Talk about delayed gratification.
Fourteen years ago you mailed a cheque and order form to the bluntly yet precisely-named Ernie Grimo’s Nut Nursery, located in Ontario’s Niagara Region. You imagined a small fig orchard on your deck, adding a Mediterranean ambience to your Toronto home. You also envisioned ripe figs, plucked on a summer’s day and eaten fresh as a healthy dessert.
Your fig trees arrived promptly via Canada Post. They were dormant, with bare roots bundled up and still moist. You were out of town when the special delivery arrived and your sister-in-law Karen kindly planted the young trees in large clay pots and put them in a sunny spot on your balcony.
The trees matured and set out fine green broad-leafed canopies each summer. You dutifully hauled the pots inside for the winter to prevent the sensitive young trees from freezing.
The seasons came and went.
The world wide web became quite popular. You got an e-mail account at work. Governments were voted in and voted out. The garbage and blue box went to the curb every Tuesday. And your two little girls became beautiful young women.
But nary a fig in sight.
Meanwhile, you had learned how to propagate the plants, carefully separating new shoots and roots when the trees were dormant, and offering the baby fig trees up for adoption. Eager recipients included a colleague’s father, who had grown figs as a young man in Italy, and your father-in-law Claus, a veteran gardener who immediately started into fig-nurturing competition with you.
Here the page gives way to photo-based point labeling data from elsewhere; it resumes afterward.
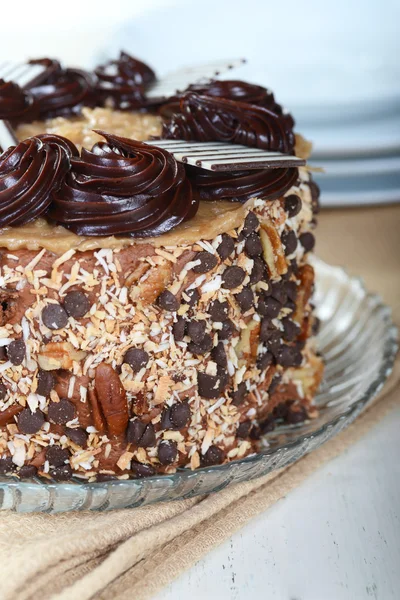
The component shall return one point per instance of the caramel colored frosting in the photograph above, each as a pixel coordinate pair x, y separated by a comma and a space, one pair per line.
212, 219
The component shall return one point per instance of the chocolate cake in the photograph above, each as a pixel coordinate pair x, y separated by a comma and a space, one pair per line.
154, 314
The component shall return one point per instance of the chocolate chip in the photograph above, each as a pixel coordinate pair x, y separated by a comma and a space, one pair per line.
278, 291
29, 422
239, 395
77, 435
253, 245
233, 277
140, 470
46, 382
258, 272
287, 356
54, 316
167, 452
62, 473
245, 299
135, 431
218, 355
307, 240
193, 296
226, 247
291, 290
227, 330
16, 352
56, 456
196, 331
180, 414
251, 224
210, 386
61, 412
292, 205
148, 438
6, 465
268, 307
136, 359
203, 347
290, 329
243, 430
264, 361
218, 311
168, 301
178, 329
3, 391
207, 262
27, 471
315, 329
296, 415
76, 304
213, 456
289, 240
274, 384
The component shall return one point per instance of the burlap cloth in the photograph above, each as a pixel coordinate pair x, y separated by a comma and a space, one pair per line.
133, 553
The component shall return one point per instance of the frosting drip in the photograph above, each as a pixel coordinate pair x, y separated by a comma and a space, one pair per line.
268, 184
64, 91
29, 173
206, 118
14, 102
123, 186
122, 82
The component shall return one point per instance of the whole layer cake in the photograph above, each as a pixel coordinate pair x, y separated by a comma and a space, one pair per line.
152, 316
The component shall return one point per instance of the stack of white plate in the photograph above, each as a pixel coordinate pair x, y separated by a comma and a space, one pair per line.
360, 158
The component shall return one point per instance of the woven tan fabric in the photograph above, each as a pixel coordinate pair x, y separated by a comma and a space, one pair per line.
115, 555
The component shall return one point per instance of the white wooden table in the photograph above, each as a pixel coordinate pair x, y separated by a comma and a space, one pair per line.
336, 537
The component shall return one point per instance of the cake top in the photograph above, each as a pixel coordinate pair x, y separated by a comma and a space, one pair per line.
121, 186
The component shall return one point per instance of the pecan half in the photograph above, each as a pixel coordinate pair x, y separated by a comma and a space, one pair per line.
112, 398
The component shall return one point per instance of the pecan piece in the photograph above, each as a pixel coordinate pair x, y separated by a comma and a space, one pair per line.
273, 252
7, 416
59, 355
112, 398
98, 419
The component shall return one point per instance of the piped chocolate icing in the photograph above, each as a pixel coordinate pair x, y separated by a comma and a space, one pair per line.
123, 186
64, 92
207, 118
241, 186
123, 81
29, 173
14, 102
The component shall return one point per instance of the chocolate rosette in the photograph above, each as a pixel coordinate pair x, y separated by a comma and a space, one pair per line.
64, 92
240, 186
29, 173
122, 82
205, 118
233, 89
14, 102
124, 187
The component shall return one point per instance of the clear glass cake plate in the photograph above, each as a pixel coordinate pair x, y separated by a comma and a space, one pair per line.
358, 341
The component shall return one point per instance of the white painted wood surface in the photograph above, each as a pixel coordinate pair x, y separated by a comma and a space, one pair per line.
336, 537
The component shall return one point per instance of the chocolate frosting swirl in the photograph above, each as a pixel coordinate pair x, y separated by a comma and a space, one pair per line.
123, 186
122, 82
206, 118
29, 173
14, 102
268, 184
231, 90
64, 91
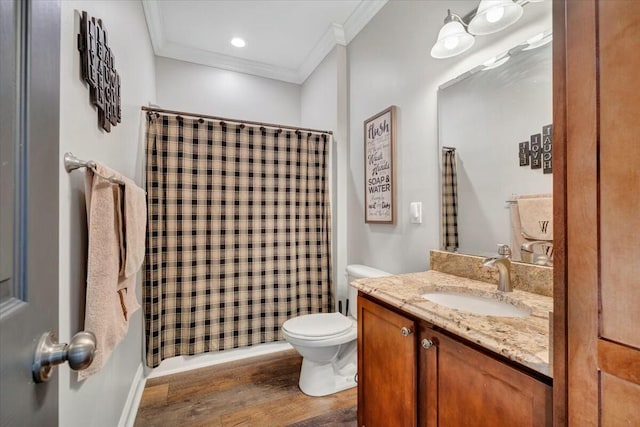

Nary a fig in sight — until the winter of 2010. You had left the trees outside unusually late; their leaves had fallen and the top inch of the soil in their pots had been touched by frost. You brought them indoors feeling appropriately guilty, and checked them for signs of life on a weekly basis. The buds kept a hint of green, so you kept the faith, and watered lightly.
In January 2011, the buds became vigorous green leaf clusters.
And by February, the two trees were laden with several dozen swelling green figs.
For Mediterranean ambience inspiration, you turned to Byron Ayanoglu’s fine cookbook: Simply Mediterranean Cooking. His recipe for Potato and Chickpea Stew with Spicy Sausage called for two figs cut into small cubes. “During the long winter months, this is the kind of hearty, legume-based stew with which Southern Europeans bring the sunshine back into their homes,” noted Byron.
You bounded up the stairs and harvested fresh figs from your TV room and surprised your family with a hearty supper. As a post-mortem, you penned a short note in the margin of Byron’s recipe: “Home-grown figs – nice!”
Meanwhile, your colleague Carm had dropped by at work with her blackberry to show you a photo of her father’s fig tree, the one you had donated to him in its infancy. “Tell your friend, thanks for the figs,” he had said. The photo showed a gargantuan fig tree, loaded with fruit in summer. In contrast to your offseason approach, Carm’s dad had planted his trees outside and kept them in the Canadian soil year-round. To keep the frost at bay in winter, he had constructed a sturdy frame around the tree, which was wrapped with insulation.
Meanwhile, too, in the fig-nurturing contest, your father-in-law Claus is winning. But you are too proud to ask him to reveal his fig-growing secrets.
This year, your fig trees are at it again. They seem to have permanently reversed the gardening season to give your family another indoor, off-season crop.
Instead of a fresh fig on a summer’s day, your figs have become a nutritional counterpoint to the winter-time Guinness-Advil-and-Pizza diet that has become a ritual after your Thursday night pick-up hockey game.
Figs ripen one by one or two by two, rather than in one big-bang crop, so you can savour them over several weeks at the tail end of the Canadian winter (while you put in your seed order for your summer garden plot at Thorncliffe Park). Byron’s Mediterranean recipes beckon.
In the case of a sweetly-ripened fig, there’s something to be said for delayed gratification.